It’s been over a month since I came back from my Camino Frances pilgrimage … I know I had promised to write my blog posts about my inner and outer journey through Camino on a weekly basis. But honestly, I just wasn’t able to. Although I kept posting daily inspirations on social media in order to wrap 365 days with my Global Inspirers project up, the content for blog posts usually requires more introspection and time. During my first few days on the Way, I’ve come to realize that Camino as an experience deserves to be taken with honesty and full awareness, allowing the insights and lessons to enrol as a whole.

Camino Was about Discovering a New Dimension of Mindfulness, the Art of Being in the Moment

You’ve probably noticed that I discuss mindfulness often. During the coaching sessions, motivational speeches or workshops, I like to point out how the art of “being in the moment” helps me get through my day and my tasks in order to achieve all sorts of micro and macro, personal and professional goals …

But to be honest, being on Camino has brought mindfulness into a totally new perspective. I finally realised what it’s all about. What it really means. Being mindful, present in the moment and aware of every single step kept me safe throughout my journey.

When being on a mission with limited time and exact goal of walking 800 kilometres within 30 days, as I was, literary every step counted. Every step could potentially become a “wrong” one and it could lead to a fracture or other mission endangering injury. Even if it’s “only” the sock stitching, I had to be aware of it, stop and adjust it, so it won’t lead to a blister or a wound. Same goes with the weather. If dark and stormy clouds suddenly covered the skies, I had to stop immediately, take out the poncho and protect myself and my backpack. Because 15 minutes later it could be too late and all my belongings could be soaking wet.

Being in the Moment Meant Going with the Flow by Keeping the Flow in Mind

So, yeah, Camino was really a good lesson about being in the moment.
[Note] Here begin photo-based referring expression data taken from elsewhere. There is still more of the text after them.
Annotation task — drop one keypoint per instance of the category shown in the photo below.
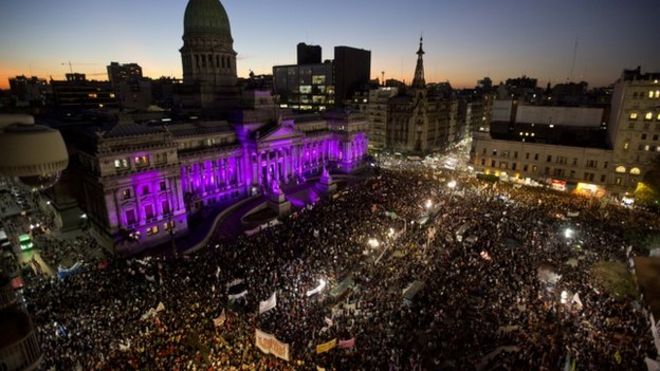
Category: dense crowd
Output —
(477, 250)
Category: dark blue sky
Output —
(464, 40)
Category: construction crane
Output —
(70, 64)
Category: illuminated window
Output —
(152, 231)
(141, 160)
(149, 212)
(130, 217)
(121, 163)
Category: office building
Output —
(308, 54)
(77, 94)
(352, 72)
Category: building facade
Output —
(612, 158)
(352, 72)
(420, 118)
(141, 183)
(76, 94)
(634, 127)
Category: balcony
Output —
(19, 346)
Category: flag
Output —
(576, 300)
(268, 304)
(124, 347)
(322, 348)
(217, 322)
(237, 296)
(346, 344)
(317, 289)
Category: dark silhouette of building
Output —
(76, 94)
(123, 72)
(28, 91)
(309, 54)
(352, 72)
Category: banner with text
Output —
(268, 344)
(322, 348)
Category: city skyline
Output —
(464, 42)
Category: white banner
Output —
(268, 304)
(317, 289)
(236, 296)
(268, 344)
(217, 322)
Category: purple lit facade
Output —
(142, 183)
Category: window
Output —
(149, 212)
(141, 160)
(121, 163)
(130, 217)
(152, 231)
(166, 207)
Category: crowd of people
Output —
(475, 251)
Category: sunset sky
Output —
(464, 40)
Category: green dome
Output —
(207, 17)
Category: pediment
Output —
(280, 132)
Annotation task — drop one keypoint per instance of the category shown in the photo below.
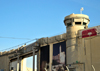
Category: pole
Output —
(67, 68)
(18, 63)
(33, 59)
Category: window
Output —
(77, 23)
(84, 23)
(69, 24)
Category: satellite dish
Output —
(81, 10)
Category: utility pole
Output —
(33, 59)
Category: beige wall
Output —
(4, 63)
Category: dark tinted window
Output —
(78, 23)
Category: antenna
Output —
(81, 10)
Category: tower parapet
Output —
(73, 23)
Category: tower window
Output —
(84, 23)
(77, 23)
(69, 24)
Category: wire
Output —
(18, 45)
(15, 38)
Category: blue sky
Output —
(40, 18)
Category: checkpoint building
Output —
(77, 50)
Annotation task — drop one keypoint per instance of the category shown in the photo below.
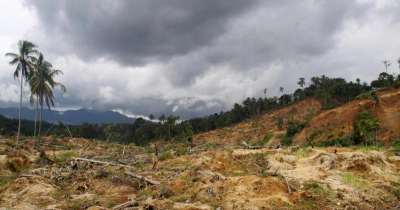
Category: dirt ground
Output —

I was present within every step, aware of my path, aware of the terrain I was walking on, aware of my inner conditions, meaning pain, itch, or some other sign coming from my body. Whatever the message was, I’d listen. I was also aware of the environment, especially the weather. Literally, each moment, I acted according to all the signals coming from my inner and outer world.

I am not talking about being impulsive, reacting fast or instantly, in a rush or panic. On the contrary. It’s more of going with the flow by keeping the flow in mind completely. Being deeply anchored within yourself and being one hundred per cent present within the environment, within the circumstances at all times. And that kept me going throughout each of the thirty days.

Being in the moment kept me going through ups and downs – and there were some severe ones; I wrote about them in my book, that I’m really looking forward to being published. Mentioning that, let me also tell you that the book launch is going to happen in late August … 😉

How to Bring Peacefulness of Being in the Moment Back to my Everyday Civilized Life?

Coming back to my everyday life, packed with personal and professional storms and challenges, was and still is a struggle that I have. The truth is, Camino was an escape. It was the other reality, so basic and natural, and it momentarily brought the shutdown of my “far too serious” urban lifestyle, of all the tasks, responsibilities, bills, projects, motherhood, being a housewife, wife and all the others. It was just me. And that was a pure blessing, but at the same time, it wasn’t my reality. It’s not who I am. I am a mom, wife, housewife, entrepreneur, coach with project and bills to pay.

I don’t believe in escapes, so I returned to my Urban lifestyle hoping to be able to merge all the western rush and excitement with my newly discovered insights of calmness and life awareness from Camino.

Therefore, the new challenge was in front of me: “How to bring that inner peace, that I was able to find on Camino, to my everyday life, to my everyday challenges?” As I was saying, when dark clouds covered the skies over Spain, I’ve stopped, took my poncho out and I covered myself, I protected myself.

How can I bring that knowledge and feeling of a basic survival in nature to the Corporate jungle? How can I conquer my professional challenges that are totally out of my comfort zone, so far away from everything that I know, I believe in and am able to overcome and still remain aware and anchored within the belief that I’ll be able to do it and do it authentically?

The answer is, as it always was: “One step at the time and with the total honesty to who you are.” Being able to maintain and to stay strong in your inner core, to stay honest to your values, beliefs, references and with ignited inner core that will affect your reactions on the surface, your behaviour that is noticeable to your community of people you socialise or work with.

That is your Character and it is the ultimate truth you have to follow. If you’re honest with who you are, in the end, everything is going to turn out the way it has to. The outcome is not necessarily going to be a pleasurable one. But in the long run, for sure, it will bring you the calmness and the peacefulness that you ow to yourself.

Staying True to Myself

I don’t believe any challenging situation life brings should make us sell out our values or our beliefs. So, yes, although I am being challenged on a daily basis and many times, while the best and the easiest way out for sure would not be aligned with my values, I stay aware of the fact that if I’m going to take that path once, the next time I’m going to be challenged to overcome my values, it will be even simpler to do it. So, I’m not even considering taking the easy way out! Although it’s not easy, the only way for me is staying in my truth, staying sincere to who I am and fighting my fights. Staying loyal to my values.

Although the world sometimes thinks that I am a troublemaker or that I could do things differently, I am sure, the time will tell my truth, too. And for sure, I’m going to sleep calmly tonight … and tomorrow.

So, guys, that’s my short insight from what I’ve learned on the Camino. Also, there’s more to follow in my book, which is being proofread at the moment. I’ll keep you posted on how things are developing … And, again, I am so sorry that I was not with you for such a long time, but I do promise to write my blogs more often, now that I am back.

And, yeah, believe in yourself. Never sell out who you really are and what you believe in.